From traditional feature engineering to the first glimmer of deep learning

Early research on Face Anti-Spoofing primarily relied on traditional image processing techniques. Researchers used handcrafted features such as texture, contrast, and frequency to describe the authenticity of faces, performing binary classification with classic classifiers.

  1. [10.09] Face Liveness Detection from a Single Image with Sparse Low Rank Bilinear Discriminative Model Using the Lambertian model and sparse low-rank representation to construct feature space, effectively separating real faces from photos, providing theoretical and practical basis for early single-image liveness detection.

  2. [12.09] On the Effectiveness of Local Binary Patterns in Face Anti-Spoofing Utilizing LBP and its variants, this paper recognizes flat photos and screen replay attacks and establishes the REPLAY-ATTACK dataset, one of the earliest publicly available datasets and classic baselines.

  3. [14.05] Spoofing Face Recognition with 3D Masks A systematic analysis of the attack effects of 3D masks on different face recognition systems (2D/2.5D/3D), pointing out that the traditional assumption of flat fake faces is no longer valid with 3D printing technologies.

  4. [19.09] Biometric Face Presentation Attack Detection with Multi-Channel Convolutional Neural Network Proposing a multi-channel CNN architecture that combines RGB, depth, infrared, and thermal signals for recognition, and releasing the WMCA dataset to enhance detection of advanced fake faces (e.g., silicone masks).

  5. [22.10] Deep Learning for Face Anti-Spoofing: A Survey The first systematic survey in the FAS field focusing on deep learning, covering pixel-wise supervision, multi-modal sensors, and domain generalization trends, establishing a comprehensive knowledge base.


Although these methods are simple, they laid the foundation for recognizing flat fake faces (e.g., photos and screen replays) and set the conceptual framework for the later introduction of deep learning techniques.

Chapter 2: The Real-World Stage

A milestone for FAS technology moving from the lab to real-world scenarios

Datasets and benchmarks determine whether a field can grow steadily.
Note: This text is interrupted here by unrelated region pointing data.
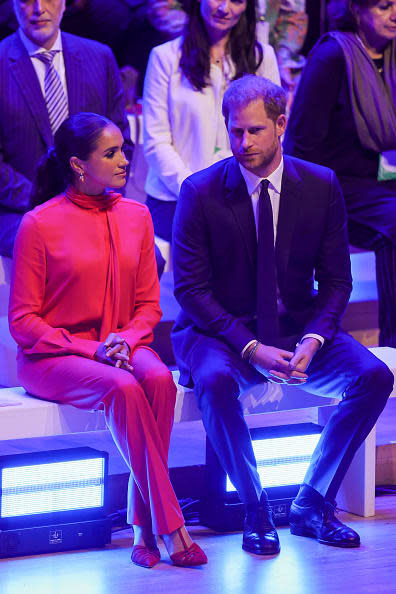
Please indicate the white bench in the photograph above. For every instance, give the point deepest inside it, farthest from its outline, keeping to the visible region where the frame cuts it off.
(8, 347)
(23, 416)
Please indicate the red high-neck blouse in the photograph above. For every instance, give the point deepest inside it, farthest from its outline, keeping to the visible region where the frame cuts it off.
(83, 267)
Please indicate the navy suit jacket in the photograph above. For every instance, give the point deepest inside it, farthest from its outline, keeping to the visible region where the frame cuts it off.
(214, 251)
(93, 84)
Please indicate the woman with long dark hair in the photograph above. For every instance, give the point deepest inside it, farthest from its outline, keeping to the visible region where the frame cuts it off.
(184, 129)
(344, 117)
(83, 305)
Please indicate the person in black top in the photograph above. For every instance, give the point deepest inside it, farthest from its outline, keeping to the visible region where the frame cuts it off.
(343, 117)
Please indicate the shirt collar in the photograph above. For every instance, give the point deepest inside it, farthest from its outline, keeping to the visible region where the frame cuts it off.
(32, 48)
(252, 180)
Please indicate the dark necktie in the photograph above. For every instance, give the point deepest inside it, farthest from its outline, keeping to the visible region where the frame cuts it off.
(55, 97)
(267, 309)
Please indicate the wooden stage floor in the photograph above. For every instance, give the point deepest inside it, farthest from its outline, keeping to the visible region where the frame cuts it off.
(303, 566)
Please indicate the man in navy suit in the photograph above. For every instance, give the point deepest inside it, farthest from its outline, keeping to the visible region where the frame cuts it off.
(250, 234)
(90, 80)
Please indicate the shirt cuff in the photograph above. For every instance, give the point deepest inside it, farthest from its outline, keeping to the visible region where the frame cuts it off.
(247, 346)
(311, 335)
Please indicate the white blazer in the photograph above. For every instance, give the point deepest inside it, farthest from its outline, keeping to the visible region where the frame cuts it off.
(184, 129)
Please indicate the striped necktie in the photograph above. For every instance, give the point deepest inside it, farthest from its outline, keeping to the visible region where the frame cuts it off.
(267, 309)
(55, 97)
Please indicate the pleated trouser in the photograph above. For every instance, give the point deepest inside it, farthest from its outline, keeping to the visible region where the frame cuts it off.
(139, 411)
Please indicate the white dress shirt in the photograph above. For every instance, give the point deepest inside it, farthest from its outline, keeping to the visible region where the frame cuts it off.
(39, 66)
(253, 184)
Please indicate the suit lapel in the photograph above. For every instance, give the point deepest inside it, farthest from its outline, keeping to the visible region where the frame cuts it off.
(289, 201)
(74, 75)
(238, 199)
(22, 69)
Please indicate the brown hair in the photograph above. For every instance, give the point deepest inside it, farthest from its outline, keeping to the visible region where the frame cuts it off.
(252, 88)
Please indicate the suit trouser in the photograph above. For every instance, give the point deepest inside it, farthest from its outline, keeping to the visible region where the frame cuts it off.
(139, 411)
(342, 369)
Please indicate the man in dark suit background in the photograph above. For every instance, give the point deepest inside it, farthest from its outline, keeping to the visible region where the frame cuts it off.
(90, 81)
(245, 253)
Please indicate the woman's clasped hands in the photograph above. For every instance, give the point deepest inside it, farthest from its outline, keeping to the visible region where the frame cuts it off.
(114, 351)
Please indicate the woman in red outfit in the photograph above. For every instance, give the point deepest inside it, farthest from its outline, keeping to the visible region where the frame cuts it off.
(84, 302)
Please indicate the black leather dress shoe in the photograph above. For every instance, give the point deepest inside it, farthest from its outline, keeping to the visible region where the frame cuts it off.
(321, 523)
(259, 534)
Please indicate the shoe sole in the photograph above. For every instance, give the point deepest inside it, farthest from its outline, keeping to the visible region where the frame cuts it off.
(341, 545)
(256, 552)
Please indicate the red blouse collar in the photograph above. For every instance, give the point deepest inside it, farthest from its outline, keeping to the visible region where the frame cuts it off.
(101, 202)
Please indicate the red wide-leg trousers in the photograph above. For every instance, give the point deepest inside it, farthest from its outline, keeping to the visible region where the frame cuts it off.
(139, 410)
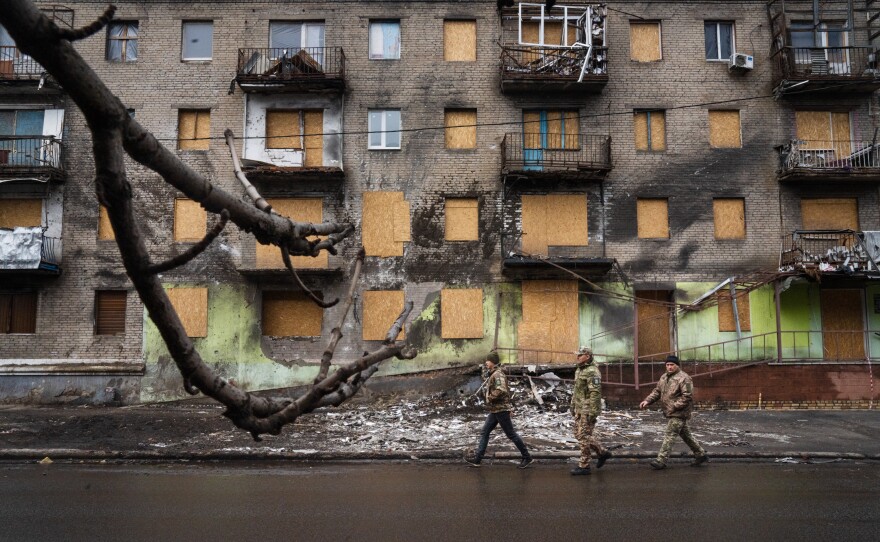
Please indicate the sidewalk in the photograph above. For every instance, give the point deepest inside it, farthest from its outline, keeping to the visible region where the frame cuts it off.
(440, 427)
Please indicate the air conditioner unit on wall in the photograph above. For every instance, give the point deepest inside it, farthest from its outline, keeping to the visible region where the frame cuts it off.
(741, 62)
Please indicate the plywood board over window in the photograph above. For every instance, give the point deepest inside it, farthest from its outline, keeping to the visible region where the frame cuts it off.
(724, 130)
(652, 215)
(830, 214)
(190, 220)
(644, 41)
(385, 223)
(381, 309)
(191, 305)
(462, 219)
(459, 41)
(553, 220)
(730, 218)
(21, 213)
(461, 313)
(290, 314)
(301, 210)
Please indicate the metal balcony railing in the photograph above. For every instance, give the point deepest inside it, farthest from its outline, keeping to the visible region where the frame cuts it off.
(556, 152)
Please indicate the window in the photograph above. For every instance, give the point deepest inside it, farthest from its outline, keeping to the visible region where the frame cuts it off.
(110, 312)
(198, 37)
(459, 41)
(384, 127)
(652, 215)
(724, 130)
(122, 41)
(464, 137)
(719, 40)
(193, 129)
(644, 41)
(650, 130)
(18, 312)
(462, 219)
(384, 40)
(729, 217)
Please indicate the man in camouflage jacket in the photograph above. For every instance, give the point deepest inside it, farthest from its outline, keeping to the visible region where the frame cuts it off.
(675, 393)
(586, 404)
(499, 406)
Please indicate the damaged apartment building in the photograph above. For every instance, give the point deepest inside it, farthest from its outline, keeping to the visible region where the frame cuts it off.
(642, 177)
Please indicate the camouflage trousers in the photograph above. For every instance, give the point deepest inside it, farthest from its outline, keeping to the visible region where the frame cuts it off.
(583, 432)
(677, 427)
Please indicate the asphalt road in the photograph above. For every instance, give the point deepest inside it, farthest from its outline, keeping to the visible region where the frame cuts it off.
(417, 501)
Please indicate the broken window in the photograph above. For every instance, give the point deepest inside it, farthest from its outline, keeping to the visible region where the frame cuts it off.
(198, 39)
(644, 41)
(459, 41)
(193, 129)
(122, 41)
(290, 314)
(652, 215)
(110, 312)
(649, 128)
(719, 40)
(724, 130)
(190, 220)
(384, 128)
(384, 40)
(18, 312)
(461, 128)
(462, 219)
(461, 313)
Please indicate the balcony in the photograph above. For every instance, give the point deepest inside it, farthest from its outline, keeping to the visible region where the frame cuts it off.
(29, 251)
(23, 157)
(815, 160)
(283, 70)
(555, 156)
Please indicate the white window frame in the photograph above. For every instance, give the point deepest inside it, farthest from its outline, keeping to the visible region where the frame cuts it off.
(383, 133)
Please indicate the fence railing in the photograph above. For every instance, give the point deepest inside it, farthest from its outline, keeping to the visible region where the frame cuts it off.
(548, 151)
(291, 64)
(30, 151)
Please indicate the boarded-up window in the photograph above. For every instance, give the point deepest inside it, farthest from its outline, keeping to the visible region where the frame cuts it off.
(830, 214)
(21, 213)
(110, 312)
(193, 129)
(549, 320)
(730, 218)
(644, 41)
(190, 220)
(553, 220)
(460, 41)
(301, 210)
(381, 309)
(462, 219)
(385, 223)
(649, 128)
(105, 230)
(18, 312)
(724, 130)
(464, 137)
(652, 215)
(290, 314)
(726, 321)
(461, 313)
(191, 305)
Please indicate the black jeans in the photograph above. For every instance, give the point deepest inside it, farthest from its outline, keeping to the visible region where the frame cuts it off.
(492, 421)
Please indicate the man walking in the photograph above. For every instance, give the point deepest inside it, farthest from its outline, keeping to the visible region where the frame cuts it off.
(586, 404)
(675, 392)
(498, 404)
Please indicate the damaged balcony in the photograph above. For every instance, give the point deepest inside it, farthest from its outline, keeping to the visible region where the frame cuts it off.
(309, 69)
(555, 156)
(811, 160)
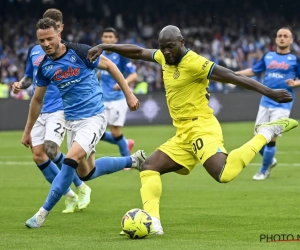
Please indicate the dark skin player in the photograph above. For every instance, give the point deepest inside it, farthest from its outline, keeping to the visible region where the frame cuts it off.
(171, 44)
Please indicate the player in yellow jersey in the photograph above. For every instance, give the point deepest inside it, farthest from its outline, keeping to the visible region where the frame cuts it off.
(198, 133)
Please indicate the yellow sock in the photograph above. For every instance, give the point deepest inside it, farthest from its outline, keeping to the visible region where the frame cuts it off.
(151, 191)
(241, 157)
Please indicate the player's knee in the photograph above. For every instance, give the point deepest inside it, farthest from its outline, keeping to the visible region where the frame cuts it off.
(50, 149)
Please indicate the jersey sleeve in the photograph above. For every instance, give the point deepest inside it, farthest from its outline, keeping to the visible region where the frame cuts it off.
(126, 65)
(41, 80)
(158, 56)
(29, 65)
(82, 51)
(260, 66)
(202, 67)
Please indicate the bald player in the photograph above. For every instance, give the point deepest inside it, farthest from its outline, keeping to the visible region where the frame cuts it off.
(281, 68)
(198, 135)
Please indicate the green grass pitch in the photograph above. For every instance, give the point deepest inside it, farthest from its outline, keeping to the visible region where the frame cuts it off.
(196, 211)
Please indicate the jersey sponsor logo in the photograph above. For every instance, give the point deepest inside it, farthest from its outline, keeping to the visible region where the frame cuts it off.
(70, 72)
(205, 65)
(176, 74)
(67, 84)
(72, 58)
(278, 65)
(35, 53)
(38, 60)
(276, 75)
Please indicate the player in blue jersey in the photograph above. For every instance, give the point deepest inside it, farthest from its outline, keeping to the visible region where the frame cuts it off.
(49, 130)
(66, 66)
(282, 69)
(113, 97)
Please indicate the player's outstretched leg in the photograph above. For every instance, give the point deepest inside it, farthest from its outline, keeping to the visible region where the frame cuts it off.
(241, 157)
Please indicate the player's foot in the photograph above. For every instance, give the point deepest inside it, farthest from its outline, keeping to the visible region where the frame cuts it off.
(259, 176)
(156, 226)
(275, 128)
(84, 197)
(137, 159)
(37, 220)
(71, 204)
(130, 144)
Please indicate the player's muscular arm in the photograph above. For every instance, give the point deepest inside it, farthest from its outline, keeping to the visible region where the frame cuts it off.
(23, 84)
(126, 50)
(221, 74)
(246, 72)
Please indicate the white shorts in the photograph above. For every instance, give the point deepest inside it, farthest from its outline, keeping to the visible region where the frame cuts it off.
(49, 127)
(86, 132)
(271, 114)
(116, 112)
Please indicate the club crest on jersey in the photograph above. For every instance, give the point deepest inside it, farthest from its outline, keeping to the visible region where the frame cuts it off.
(176, 74)
(72, 58)
(278, 65)
(38, 60)
(70, 72)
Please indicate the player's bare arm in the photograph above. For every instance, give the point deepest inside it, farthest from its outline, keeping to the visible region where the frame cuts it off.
(23, 84)
(246, 72)
(225, 75)
(126, 50)
(34, 112)
(106, 64)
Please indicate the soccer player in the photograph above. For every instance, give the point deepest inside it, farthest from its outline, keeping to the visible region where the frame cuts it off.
(66, 66)
(281, 68)
(49, 130)
(198, 133)
(113, 97)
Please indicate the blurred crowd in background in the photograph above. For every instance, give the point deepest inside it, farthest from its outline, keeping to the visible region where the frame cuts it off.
(232, 33)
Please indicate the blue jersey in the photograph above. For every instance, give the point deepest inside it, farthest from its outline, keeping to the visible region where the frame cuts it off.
(107, 82)
(52, 99)
(278, 68)
(76, 79)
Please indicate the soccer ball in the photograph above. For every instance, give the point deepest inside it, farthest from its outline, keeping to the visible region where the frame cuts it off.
(136, 223)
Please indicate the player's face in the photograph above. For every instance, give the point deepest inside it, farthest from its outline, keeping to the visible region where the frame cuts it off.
(49, 40)
(171, 50)
(109, 38)
(284, 38)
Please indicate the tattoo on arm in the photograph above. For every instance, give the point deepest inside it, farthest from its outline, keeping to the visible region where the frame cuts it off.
(26, 82)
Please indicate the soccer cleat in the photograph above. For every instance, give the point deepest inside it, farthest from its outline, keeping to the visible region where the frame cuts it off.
(156, 227)
(276, 127)
(137, 159)
(130, 144)
(71, 204)
(84, 197)
(36, 221)
(259, 176)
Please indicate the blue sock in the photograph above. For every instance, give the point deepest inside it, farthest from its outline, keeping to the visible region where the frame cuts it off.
(107, 136)
(268, 156)
(262, 150)
(123, 147)
(109, 165)
(61, 183)
(58, 160)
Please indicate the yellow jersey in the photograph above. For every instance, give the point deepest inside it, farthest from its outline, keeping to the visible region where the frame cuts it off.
(186, 87)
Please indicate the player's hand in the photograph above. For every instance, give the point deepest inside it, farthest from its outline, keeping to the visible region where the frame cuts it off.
(116, 87)
(290, 82)
(16, 87)
(26, 140)
(132, 102)
(281, 96)
(94, 52)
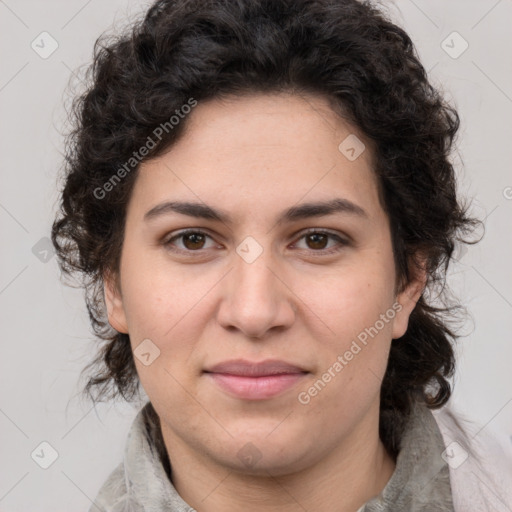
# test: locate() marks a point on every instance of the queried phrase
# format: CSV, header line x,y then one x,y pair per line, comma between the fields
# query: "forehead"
x,y
262,152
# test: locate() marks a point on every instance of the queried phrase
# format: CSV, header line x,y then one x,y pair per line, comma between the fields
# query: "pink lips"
x,y
255,381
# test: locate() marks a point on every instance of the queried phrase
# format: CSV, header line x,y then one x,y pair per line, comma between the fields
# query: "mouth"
x,y
255,380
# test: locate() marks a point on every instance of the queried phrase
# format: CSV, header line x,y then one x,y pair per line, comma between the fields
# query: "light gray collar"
x,y
420,482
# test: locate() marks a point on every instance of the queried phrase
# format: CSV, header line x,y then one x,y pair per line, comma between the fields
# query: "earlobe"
x,y
114,302
408,299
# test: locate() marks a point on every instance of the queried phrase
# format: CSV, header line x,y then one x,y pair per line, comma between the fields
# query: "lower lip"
x,y
256,388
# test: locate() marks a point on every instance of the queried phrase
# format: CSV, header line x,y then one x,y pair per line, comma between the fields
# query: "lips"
x,y
255,380
255,369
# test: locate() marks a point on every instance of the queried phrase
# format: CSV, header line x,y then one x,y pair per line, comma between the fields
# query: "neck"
x,y
342,481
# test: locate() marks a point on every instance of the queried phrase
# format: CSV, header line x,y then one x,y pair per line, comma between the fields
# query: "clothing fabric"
x,y
437,469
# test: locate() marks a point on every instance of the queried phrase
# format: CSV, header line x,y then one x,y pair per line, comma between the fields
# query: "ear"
x,y
114,303
408,298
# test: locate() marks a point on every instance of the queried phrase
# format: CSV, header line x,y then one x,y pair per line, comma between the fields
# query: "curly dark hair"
x,y
346,51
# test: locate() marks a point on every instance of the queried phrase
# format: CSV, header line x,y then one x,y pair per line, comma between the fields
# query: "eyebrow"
x,y
301,211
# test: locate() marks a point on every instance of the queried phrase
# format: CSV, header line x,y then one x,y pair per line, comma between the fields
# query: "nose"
x,y
257,297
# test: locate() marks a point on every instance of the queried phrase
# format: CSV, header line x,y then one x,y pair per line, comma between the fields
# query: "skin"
x,y
253,157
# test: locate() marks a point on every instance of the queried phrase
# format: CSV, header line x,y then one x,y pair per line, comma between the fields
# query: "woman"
x,y
259,198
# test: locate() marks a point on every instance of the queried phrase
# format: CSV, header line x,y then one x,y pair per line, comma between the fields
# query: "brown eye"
x,y
191,241
317,240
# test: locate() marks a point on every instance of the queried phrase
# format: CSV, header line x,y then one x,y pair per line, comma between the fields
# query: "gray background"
x,y
44,326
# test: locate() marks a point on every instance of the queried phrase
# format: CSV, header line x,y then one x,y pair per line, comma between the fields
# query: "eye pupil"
x,y
318,238
194,237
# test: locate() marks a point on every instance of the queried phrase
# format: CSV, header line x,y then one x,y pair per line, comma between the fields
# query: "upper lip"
x,y
255,369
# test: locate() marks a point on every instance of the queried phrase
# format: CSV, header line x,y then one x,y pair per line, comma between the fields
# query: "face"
x,y
269,280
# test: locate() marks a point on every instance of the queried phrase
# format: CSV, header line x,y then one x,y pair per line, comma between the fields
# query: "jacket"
x,y
439,468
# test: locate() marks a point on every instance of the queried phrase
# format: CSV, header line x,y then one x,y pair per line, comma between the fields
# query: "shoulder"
x,y
479,460
113,495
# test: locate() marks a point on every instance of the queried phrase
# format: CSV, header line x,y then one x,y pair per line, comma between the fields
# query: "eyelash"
x,y
321,252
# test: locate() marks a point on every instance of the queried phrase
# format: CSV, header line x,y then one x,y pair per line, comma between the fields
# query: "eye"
x,y
318,241
192,239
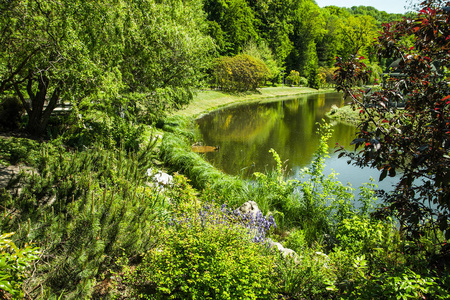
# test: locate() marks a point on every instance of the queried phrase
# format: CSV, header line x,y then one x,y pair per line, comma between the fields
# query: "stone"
x,y
160,178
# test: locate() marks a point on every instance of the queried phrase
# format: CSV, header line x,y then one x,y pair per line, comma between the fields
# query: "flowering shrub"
x,y
209,255
15,265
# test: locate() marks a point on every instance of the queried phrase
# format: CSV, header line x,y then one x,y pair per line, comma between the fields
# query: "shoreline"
x,y
207,101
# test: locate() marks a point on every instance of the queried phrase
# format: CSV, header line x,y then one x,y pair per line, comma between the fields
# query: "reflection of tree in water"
x,y
243,123
246,133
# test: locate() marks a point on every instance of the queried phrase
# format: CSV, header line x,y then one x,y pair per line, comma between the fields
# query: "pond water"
x,y
245,134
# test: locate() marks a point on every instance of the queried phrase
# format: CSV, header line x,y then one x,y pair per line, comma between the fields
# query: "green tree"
x,y
308,26
415,140
240,73
233,24
357,34
263,53
57,51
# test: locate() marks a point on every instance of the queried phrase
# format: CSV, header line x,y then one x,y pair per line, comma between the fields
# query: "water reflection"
x,y
245,134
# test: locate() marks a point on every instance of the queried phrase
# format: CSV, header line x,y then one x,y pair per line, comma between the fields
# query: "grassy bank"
x,y
210,100
345,115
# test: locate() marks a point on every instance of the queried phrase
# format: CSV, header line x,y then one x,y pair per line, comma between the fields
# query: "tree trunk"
x,y
38,117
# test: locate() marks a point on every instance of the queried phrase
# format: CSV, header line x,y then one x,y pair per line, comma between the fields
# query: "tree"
x,y
240,73
357,33
236,21
414,141
49,53
57,51
308,26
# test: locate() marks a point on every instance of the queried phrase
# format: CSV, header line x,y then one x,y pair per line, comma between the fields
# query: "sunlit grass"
x,y
208,100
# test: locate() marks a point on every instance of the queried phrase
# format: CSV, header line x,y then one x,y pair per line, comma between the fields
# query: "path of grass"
x,y
209,100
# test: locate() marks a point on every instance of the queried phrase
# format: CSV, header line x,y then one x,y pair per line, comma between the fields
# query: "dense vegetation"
x,y
83,215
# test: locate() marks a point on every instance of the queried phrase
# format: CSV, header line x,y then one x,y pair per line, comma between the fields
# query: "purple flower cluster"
x,y
257,225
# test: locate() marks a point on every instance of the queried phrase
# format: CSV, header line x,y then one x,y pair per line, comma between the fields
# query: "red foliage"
x,y
415,140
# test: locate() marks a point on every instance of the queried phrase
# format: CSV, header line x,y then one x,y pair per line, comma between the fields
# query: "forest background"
x,y
87,90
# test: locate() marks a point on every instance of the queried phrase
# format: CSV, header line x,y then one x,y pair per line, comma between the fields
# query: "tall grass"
x,y
84,210
175,153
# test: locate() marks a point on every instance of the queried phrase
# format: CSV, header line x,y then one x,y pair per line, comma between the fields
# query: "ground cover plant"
x,y
413,140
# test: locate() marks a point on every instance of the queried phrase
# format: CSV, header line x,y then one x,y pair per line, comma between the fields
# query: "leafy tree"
x,y
294,77
57,51
308,26
415,140
274,25
263,53
233,23
357,33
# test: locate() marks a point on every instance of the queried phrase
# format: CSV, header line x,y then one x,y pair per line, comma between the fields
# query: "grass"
x,y
345,115
209,100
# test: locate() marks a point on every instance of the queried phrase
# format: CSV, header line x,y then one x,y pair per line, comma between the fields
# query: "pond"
x,y
245,134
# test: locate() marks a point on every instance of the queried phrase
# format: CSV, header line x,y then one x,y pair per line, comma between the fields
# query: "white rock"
x,y
249,207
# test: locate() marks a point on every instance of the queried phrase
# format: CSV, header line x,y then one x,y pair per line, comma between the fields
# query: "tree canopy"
x,y
414,141
54,51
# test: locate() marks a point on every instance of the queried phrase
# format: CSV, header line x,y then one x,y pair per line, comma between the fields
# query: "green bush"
x,y
83,209
240,73
205,259
15,266
306,278
11,109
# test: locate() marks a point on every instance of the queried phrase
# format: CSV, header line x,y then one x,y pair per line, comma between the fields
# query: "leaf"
x,y
392,172
383,174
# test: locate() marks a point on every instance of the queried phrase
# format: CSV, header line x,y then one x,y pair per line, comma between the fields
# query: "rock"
x,y
249,207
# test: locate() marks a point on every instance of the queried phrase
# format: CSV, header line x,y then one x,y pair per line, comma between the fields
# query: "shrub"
x,y
205,257
240,73
15,265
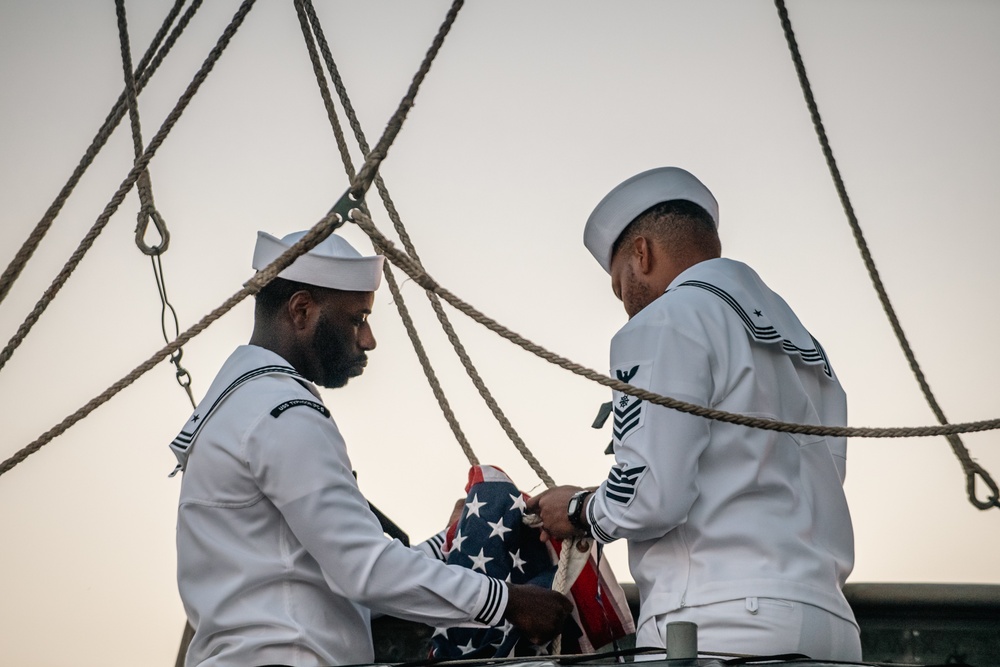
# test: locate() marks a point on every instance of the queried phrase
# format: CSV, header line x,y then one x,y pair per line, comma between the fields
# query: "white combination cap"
x,y
333,263
624,204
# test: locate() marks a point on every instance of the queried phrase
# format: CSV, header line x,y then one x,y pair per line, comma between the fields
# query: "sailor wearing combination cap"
x,y
744,532
279,558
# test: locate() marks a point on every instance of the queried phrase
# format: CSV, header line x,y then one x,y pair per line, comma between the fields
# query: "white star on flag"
x,y
456,543
515,556
479,562
474,505
498,528
518,502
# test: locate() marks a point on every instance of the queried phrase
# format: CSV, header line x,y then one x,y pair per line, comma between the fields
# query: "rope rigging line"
x,y
971,468
149,63
319,231
419,276
126,186
147,208
397,296
338,214
316,34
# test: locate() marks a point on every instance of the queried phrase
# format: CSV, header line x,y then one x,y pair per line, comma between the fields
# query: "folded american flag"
x,y
491,537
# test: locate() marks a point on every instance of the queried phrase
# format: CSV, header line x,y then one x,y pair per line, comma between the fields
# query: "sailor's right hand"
x,y
538,612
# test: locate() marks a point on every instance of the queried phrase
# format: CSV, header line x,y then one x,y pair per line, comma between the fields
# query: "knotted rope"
x,y
119,196
144,71
971,468
397,296
313,32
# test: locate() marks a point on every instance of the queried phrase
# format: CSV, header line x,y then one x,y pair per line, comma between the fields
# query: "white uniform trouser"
x,y
761,626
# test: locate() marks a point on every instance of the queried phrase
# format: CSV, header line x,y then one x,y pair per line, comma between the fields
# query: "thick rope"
x,y
397,296
119,196
417,274
972,469
374,159
317,31
319,231
144,185
322,229
147,66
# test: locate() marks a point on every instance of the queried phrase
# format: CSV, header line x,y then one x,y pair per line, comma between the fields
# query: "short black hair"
x,y
276,293
669,219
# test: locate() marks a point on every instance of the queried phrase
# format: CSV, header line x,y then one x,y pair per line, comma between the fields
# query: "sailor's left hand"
x,y
551,506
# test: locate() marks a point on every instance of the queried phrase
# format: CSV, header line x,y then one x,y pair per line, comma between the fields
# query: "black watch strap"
x,y
575,510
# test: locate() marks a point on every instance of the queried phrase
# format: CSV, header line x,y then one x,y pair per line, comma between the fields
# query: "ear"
x,y
644,249
301,309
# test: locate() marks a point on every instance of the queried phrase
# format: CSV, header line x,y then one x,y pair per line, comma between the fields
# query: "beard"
x,y
637,294
337,362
FAS technology expanded from a single scene to multiple devices, lighting conditions, and attack methods, driven by these representative public datasets.

  1. [17.06] OULU-NPU: A Mobile Face Presentation Attack Database with Real-World Variations A mobile-specific FAS dataset designed for real-world factors such as device, environmental lighting, and attack methods, with four testing protocols, becoming a milestone in "generalization ability" evaluation.

  2. [20.03] CASIA-SURF CeFA: A Benchmark for Multi-modal Cross-ethnicity Face Anti-Spoofing The world’s first large-scale multi-modal FAS dataset with "ethnicity annotations," covering RGB, Depth, IR, and multiple attack types, specifically used to study ethnic bias and modality fusion strategies.

  3. [20.07] CelebASpoof: Large-scale Face Anti-Spoofing Dataset with Rich Annotations The largest FAS dataset currently, with over 620,000 images and 10 types of spoof annotations, along with 40 attributes from the original CelebA, enabling multi-task and spoof trace learning.

  4. [22.01] A Personalized Benchmark for Face Anti-Spoofing Advocating for including liveness images from user registration in the recognition process, proposing two new test configurations, CelebA-Spoof-Enroll and SiW-Enroll, exploring the possibility of personalized FAS systems.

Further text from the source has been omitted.